Jenga-playing robot combines vision and touch

2 mins read

MIT has developed a Jenga-playing robot that demonstrates machine-learning through not just visual cues, but tactile physical interactions – something which previous systems have had found challenging.

Equipped with a soft-pronged gripper, a force-sensing wrist cuff, and an external camera, the robot uses these tools to see and feel the tower and individual blocks.

As the robot carefully pushes against a block, a computer takes in visual and tactile feedback from its camera and cuff, and compares these measurements to moves that the robot previously made. It also considers the outcomes of those moves — specifically, whether a block, in a certain configuration and pushed with a certain amount of force, was successfully extracted or not. In real-time, the robot then “learns” whether to keep pushing or move to a new block, in order to keep the tower from falling.

Jenga requires mastery of physical skills such as probing, pushing, pulling, placing, and aligning pieces and interactive perception and manipulation, unlike purely cognitive tasks or games like chess.

“This is very difficult to simulate, so the robot has to learn in the real world, by interacting with the real Jenga tower. The key challenge is to learn from a relatively small number of experiments by exploiting common sense about objects and physics,” explains Assistant Professor Alberto Rodriguez of MIT.

He says the tactile learning system the researchers have developed can be used in applications beyond Jenga, especially in tasks that need careful physical interaction, including separating recyclable objects from landfill trash and assembling consumer products.

“In a cellphone assembly line, in almost every single step, the feeling of a snap-fit, or a threaded screw, is coming from force and touch rather than vision,” Rodriguez says. “Learning models for those actions is prime real-estate for this kind of technology.”

The team customised an industry-standard ABB IRB 120 robotic arm, then set up a Jenga tower within the robot’s reach and began a training period in which it first chose a random block and a location on the block against which to push.
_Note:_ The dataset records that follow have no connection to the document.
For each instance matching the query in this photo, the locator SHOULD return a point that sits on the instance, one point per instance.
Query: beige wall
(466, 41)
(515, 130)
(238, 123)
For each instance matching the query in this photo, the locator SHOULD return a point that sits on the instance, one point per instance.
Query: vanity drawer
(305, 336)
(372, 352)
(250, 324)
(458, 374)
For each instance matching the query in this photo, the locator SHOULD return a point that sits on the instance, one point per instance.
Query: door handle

It then exerted a small amount of force in an attempt to push the block out of the tower.

For each block attempt, a computer recorded the associated visual and force measurements, and labelled whether each attempt was a success.

Rather than carry out tens of thousands of such attempts (which would involve reconstructing the tower almost as many times), the robot trained on just about 300, with attempts of similar measurements and outcomes grouped in clusters representing certain block behaviours. For instance, one cluster of data might represent attempts on a block that was hard to move, versus one that was easier to move, or that toppled the tower when moved. For each data cluster, the robot developed a simple model to predict a block’s behaviour given its current visual and tactile measurements.
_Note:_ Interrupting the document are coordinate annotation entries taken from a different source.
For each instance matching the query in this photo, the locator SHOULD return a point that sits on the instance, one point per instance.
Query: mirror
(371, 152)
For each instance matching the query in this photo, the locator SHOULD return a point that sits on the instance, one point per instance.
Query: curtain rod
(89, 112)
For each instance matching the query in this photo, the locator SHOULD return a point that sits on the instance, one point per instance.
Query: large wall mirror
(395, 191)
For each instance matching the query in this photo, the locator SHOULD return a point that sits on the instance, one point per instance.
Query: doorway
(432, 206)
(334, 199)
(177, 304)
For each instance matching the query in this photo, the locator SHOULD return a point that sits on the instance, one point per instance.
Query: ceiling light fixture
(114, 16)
The paper’s lead author Nima Fazeli says this clustering technique increases the efficiency with which the robot can learn to play the game and is inspired by the natural way in which humans cluster similar behaviour.
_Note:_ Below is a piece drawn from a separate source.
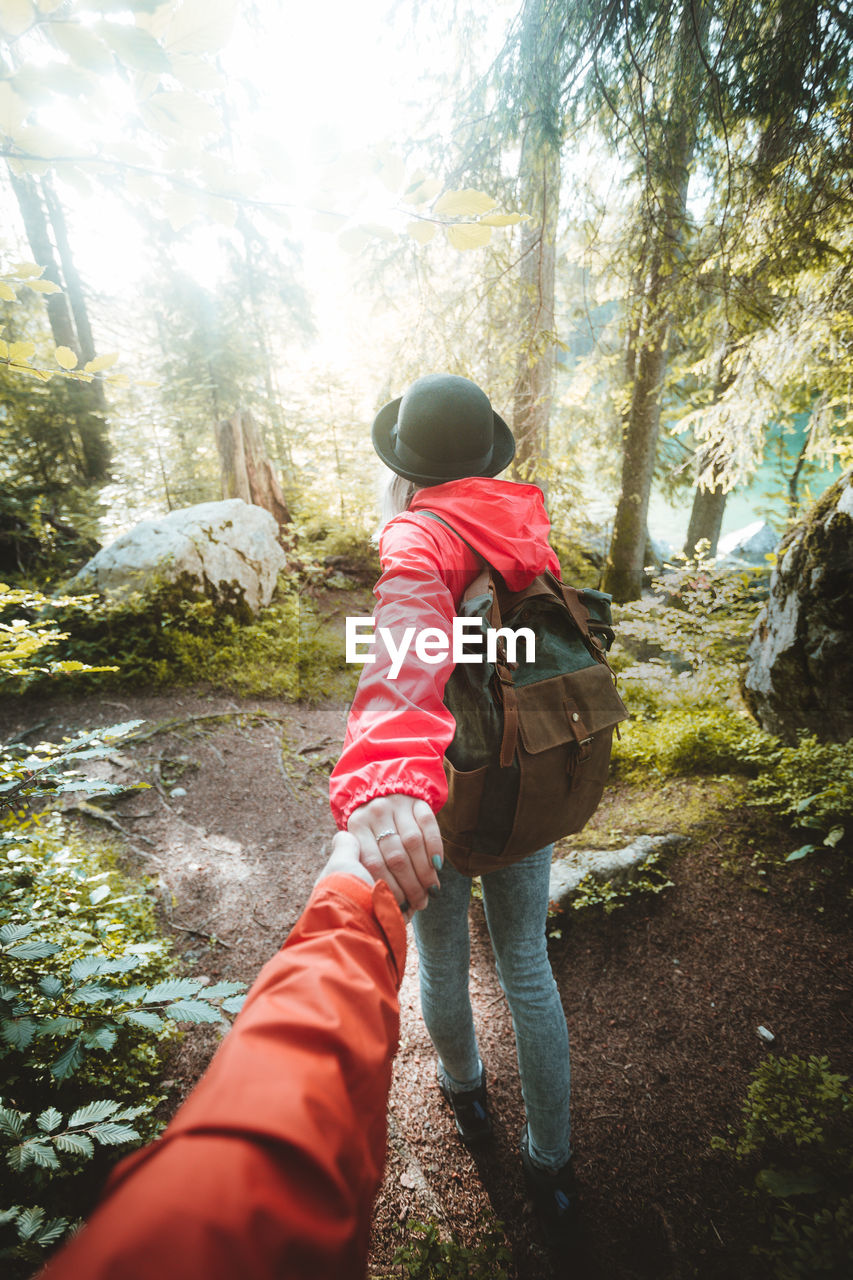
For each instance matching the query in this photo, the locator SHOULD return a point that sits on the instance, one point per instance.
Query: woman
(446, 446)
The researchers tested their approach against other machine learning algorithms, in a computer simulation of the game using the simulator MuJoCo. The lessons learned in the simulator informed the researchers of the way the robot would learn in the real world.

The team also compared the robot’s ability with a human player, reporting that although there’s still a way to go until they realise a Jenga champion, the difference between their skills levels was “not that much.”

For now, the team’s focus lies on applying the robot’s new skills to other application domains.

“There are many tasks that we do with our hands where the feeling of doing it ‘the right way’ comes in the language of forces and tactile cues,” Rodriguez says. “For tasks like these, a similar approach to ours could figure it out.”